The Pipeline Architecture — Why 6 Stages and Not 3 or 10

The Pipeline Architecture — Why 6 Stages and Not 3 or 10

The Problem with Linear Pipelines

Most AI coding tools treat code generation as a single-step problem. You give it a prompt, it gives you code. If the code is wrong, you iterate. This works for snippets. It fails for systems.

The reason is simple: code is the last artifact of a long chain of decisions. By the time you’re writing code, you’ve already made dozens of architectural choices. If those choices are wrong, no amount of code iteration will fix them.

Dairector’s pipeline exists to make those decisions explicit. To document them. To validate them. To give you a chance to say “wait, that’s not what I meant” before the code is written.

The Stage Architecture

Each stage in Dairector follows the same contract:

interface StageDefinition {
  name: StageName;
  mode: 'conversational' | 'deterministic' | 'hybrid';
  model?: ModelConfig;  // Can override the default model
  prompt: PromptTemplate;
  validate(input: StageInput, output: StageOutput): ValidationResult;
  execute(input: StageInput, context: SystemState): Promise<StageResult>;
}

The mode field is crucial. It determines how the stage interacts with the user:

  • Conversational stages (IDEA, ANALYZE) ask questions, gather context, and refine understanding. They’re designed for ambiguity.
  • Deterministic stages (EXECUTE, VALIDATE) run real operations: git commands, file writes, test execution. No LLM involved.
  • Hybrid stages (SLICE, HANDOFF) combine both. They use LLMs for reasoning but have deterministic validation logic.

Why These 6 Stages?

IDEA is the context builder.
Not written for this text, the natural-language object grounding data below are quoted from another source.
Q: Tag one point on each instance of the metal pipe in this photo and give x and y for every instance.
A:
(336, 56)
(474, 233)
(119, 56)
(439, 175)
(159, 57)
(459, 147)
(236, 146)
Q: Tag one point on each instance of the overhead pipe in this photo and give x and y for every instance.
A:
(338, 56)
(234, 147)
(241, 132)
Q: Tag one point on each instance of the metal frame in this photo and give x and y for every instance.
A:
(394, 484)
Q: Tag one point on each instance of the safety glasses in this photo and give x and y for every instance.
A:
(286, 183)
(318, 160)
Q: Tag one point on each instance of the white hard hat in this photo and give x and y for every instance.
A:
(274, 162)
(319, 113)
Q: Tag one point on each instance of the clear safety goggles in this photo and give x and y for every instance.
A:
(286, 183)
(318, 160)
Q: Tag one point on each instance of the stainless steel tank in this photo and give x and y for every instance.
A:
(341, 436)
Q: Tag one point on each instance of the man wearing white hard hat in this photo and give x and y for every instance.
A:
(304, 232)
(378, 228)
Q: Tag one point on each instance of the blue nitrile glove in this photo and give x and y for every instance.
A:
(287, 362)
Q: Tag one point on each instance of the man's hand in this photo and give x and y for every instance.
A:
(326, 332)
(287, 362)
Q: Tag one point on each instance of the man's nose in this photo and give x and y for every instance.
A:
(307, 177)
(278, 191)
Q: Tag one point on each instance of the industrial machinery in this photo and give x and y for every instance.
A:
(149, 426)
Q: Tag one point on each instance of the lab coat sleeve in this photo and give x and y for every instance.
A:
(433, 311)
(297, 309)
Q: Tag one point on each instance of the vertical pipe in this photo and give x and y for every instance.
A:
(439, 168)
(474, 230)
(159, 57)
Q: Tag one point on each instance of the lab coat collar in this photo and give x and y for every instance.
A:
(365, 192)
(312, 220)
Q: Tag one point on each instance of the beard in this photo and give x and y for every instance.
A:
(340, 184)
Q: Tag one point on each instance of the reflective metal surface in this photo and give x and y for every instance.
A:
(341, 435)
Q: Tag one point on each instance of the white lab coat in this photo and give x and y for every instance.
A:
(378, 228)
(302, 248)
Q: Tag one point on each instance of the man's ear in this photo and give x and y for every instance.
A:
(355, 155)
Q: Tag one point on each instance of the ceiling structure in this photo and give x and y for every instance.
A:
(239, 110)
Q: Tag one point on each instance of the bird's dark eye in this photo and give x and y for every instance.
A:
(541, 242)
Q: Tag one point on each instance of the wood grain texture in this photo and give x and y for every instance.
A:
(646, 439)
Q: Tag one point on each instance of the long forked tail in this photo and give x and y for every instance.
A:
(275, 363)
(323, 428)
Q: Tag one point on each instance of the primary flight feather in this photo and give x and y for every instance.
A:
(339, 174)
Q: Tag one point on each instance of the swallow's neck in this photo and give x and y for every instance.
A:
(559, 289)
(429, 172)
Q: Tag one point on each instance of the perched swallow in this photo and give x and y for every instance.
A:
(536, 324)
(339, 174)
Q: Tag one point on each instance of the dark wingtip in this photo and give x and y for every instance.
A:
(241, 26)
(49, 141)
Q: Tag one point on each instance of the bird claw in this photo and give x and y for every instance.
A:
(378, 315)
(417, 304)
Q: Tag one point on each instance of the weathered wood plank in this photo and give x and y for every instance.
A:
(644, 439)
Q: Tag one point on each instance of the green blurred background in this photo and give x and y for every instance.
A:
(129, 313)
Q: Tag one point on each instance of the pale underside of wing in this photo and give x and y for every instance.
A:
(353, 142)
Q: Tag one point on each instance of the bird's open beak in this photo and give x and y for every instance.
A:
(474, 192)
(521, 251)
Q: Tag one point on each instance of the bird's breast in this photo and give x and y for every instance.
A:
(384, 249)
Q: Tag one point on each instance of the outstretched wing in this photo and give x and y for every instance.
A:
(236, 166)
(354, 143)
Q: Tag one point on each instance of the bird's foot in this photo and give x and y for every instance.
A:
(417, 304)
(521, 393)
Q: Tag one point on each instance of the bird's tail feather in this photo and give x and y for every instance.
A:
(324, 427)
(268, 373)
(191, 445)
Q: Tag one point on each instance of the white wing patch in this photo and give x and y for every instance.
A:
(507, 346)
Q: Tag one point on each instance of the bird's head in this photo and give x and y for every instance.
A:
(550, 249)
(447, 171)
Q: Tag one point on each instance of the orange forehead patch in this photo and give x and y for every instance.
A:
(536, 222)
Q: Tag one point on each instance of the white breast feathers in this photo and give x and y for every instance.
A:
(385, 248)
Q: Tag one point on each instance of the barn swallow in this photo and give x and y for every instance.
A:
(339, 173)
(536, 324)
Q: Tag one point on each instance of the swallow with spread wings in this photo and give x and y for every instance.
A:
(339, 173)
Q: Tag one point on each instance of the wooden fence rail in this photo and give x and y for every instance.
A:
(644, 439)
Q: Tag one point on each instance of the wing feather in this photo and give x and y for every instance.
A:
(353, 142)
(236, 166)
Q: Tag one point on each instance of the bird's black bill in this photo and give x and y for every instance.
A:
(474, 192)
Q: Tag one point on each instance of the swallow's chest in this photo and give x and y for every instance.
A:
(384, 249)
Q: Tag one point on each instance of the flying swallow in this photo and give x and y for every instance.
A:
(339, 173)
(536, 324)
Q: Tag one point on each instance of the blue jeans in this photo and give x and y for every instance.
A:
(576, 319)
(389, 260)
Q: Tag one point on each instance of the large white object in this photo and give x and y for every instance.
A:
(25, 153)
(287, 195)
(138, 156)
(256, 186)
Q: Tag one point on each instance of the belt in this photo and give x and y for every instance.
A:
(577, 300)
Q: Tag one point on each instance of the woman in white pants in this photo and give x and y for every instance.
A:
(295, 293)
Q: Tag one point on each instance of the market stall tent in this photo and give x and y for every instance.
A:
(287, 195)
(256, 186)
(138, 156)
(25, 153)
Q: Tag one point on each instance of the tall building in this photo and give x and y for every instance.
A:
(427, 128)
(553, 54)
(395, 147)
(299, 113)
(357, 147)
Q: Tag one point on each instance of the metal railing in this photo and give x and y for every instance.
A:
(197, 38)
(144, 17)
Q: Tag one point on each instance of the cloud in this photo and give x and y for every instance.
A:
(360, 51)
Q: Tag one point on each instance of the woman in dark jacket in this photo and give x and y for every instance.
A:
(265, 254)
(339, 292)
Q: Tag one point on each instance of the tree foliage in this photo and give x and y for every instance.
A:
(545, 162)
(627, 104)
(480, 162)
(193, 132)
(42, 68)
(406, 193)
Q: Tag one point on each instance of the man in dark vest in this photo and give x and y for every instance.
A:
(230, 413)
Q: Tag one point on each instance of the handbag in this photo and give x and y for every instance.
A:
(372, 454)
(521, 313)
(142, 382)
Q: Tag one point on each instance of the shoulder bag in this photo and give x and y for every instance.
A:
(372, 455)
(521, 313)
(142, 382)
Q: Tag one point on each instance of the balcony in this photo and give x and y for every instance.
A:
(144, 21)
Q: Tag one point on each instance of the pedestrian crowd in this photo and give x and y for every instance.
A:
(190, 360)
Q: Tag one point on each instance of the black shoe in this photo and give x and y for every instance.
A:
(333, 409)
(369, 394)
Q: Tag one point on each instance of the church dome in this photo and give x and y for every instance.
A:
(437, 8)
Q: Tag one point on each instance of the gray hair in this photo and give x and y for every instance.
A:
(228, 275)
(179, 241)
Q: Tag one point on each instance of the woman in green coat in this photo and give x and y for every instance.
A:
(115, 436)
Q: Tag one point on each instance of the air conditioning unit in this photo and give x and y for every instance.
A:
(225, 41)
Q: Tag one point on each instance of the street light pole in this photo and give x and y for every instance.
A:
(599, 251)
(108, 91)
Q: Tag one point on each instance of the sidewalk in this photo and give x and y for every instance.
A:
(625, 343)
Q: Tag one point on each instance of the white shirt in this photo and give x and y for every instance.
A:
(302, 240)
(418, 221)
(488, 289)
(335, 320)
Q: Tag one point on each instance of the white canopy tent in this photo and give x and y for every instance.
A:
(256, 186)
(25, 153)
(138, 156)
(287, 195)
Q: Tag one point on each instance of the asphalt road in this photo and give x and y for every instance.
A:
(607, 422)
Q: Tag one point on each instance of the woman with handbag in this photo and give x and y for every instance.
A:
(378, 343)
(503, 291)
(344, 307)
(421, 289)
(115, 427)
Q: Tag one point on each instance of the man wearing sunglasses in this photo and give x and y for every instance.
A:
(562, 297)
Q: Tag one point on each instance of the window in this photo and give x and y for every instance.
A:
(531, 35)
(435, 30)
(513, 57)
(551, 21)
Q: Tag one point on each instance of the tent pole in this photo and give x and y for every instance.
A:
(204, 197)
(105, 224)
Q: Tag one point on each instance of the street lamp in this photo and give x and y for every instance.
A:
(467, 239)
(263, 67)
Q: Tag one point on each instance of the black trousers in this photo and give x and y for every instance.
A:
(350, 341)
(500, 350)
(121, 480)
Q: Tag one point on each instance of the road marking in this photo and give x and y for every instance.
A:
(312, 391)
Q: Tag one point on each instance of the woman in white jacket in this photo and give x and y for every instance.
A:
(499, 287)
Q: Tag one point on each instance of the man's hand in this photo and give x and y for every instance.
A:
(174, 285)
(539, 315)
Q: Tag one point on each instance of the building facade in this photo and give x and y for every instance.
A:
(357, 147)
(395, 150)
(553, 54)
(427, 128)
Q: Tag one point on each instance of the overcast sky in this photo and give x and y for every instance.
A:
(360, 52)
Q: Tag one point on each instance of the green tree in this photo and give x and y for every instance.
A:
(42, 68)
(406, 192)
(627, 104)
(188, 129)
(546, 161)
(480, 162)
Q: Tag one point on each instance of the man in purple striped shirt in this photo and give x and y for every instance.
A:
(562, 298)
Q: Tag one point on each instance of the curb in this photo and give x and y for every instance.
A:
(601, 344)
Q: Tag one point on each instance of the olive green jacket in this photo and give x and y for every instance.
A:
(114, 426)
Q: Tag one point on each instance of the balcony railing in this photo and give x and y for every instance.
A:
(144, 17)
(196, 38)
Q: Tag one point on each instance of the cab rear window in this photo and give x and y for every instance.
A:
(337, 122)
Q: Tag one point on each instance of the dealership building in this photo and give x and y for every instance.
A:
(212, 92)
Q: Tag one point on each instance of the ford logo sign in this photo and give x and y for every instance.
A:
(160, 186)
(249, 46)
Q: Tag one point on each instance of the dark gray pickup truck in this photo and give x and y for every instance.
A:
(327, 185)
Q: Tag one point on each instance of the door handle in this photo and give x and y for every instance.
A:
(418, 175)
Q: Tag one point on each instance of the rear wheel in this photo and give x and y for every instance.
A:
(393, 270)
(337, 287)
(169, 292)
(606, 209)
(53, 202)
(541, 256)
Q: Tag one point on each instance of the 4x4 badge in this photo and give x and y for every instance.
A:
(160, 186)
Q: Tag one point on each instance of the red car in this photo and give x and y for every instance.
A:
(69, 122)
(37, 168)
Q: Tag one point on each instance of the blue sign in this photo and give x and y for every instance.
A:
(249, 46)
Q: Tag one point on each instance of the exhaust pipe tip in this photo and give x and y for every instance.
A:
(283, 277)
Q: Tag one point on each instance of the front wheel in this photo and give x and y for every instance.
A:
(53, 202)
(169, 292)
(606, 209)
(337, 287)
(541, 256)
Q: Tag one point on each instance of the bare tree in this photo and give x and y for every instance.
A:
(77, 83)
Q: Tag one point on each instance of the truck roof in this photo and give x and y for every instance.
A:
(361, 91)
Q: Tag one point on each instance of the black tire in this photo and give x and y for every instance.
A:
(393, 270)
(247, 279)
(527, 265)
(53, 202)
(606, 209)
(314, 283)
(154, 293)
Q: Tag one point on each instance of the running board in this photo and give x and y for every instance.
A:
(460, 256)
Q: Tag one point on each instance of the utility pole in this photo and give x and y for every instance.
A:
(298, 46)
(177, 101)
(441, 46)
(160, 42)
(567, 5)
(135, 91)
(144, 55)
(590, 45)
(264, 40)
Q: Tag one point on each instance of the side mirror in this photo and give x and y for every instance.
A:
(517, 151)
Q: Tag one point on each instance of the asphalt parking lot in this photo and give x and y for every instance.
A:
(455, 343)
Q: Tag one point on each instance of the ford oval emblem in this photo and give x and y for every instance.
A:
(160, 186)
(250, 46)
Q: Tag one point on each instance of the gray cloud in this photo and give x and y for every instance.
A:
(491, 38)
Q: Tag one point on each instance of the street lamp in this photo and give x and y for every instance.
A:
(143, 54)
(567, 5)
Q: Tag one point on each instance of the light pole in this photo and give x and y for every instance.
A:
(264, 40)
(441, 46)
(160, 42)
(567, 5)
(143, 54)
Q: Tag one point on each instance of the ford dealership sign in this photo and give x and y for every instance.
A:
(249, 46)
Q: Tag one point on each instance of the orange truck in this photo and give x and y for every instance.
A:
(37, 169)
It reads your project structure, your existing code, your configuration. It asks questions like “what problem are we solving?” and “who’s the user?” The output is a structured context document that every subsequent stage references.

# context.yaml (simplified)
project:
  name: "my-api"
  language: "typescript"
  framework: "express"
vision:
  problem: "Users need real-time notifications"
  constraints: ["must work offline", "max 100ms latency"]

ANALYZE takes that context and produces a technical design. It doesn’t write code. It thinks about architecture, data flow, component boundaries. This is where the heavy lifting happens.

SLICE is the reality check. It takes the design and asks: “what’s the smallest piece we can build, test, and ship in one cycle?” This prevents the “big bang” problem where you build for weeks before realizing you’re going in the wrong direction.

// SLICE output example
interface Slice {
  id: string;
  description: string;
  dependencies: string[];
  estimatedComplexity: 'low' | 'medium' | 'high';
  acceptanceCriteria: string[];
}

HANDOFF is the specification. It documents exactly what needs to be built: API contracts, data models, error handling, edge cases. This is the contract between the architect (you) and the builder (the AI).

EXECUTE is where the rubber meets the road. It creates git branches, writes code, makes commits. No LLM calls — just deterministic operations based on the HANDOFF spec.

VALIDATE runs tests, checks coverage, verifies the HANDOFF criteria are met. If validation fails, the pipeline stops and asks for human input.

The Flow Orchestrator

The real magic is in how these stages connect. The FlowOrchestrator manages the transitions:

class FlowOrchestrator {
  async executeStage(stage: StageName, input: StageInput) {
    // 1. Check permissions
    if (!this.canExecuteStage(stage)) {
      return { status: 'blocked', reason: 'Previous stage incomplete' };
    }
    
    // 2. Execute the stage
    const result = await this.orchestrator.orchestrate(stage, input);
    
    // 3. Handle the result
    if (result.status === 'needsInput') {
      // Wait for user confirmation
      this.systemState = this.systemState.withPendingConfirmation(result);
    } else if (result.status === 'success') {
      // Auto-transition to next stage if deterministic
      this.triggerAutoTransition(stage);
    }
    
    return result;
  }
}

The auto-transition logic is key. Conversational stages wait for you. Deterministic stages chain automatically. Hybrid stages ask for confirmation before proceeding.

What I’d Do Differently

Looking back, I’d make the pipeline configurable. Some projects don’t need all 6 stages. A simple script might skip straight from IDEA to EXECUTE. A complex system might need multiple ANALYZE passes.

The pipeline should be a suggestion, not a straitjacket. That’s on the roadmap.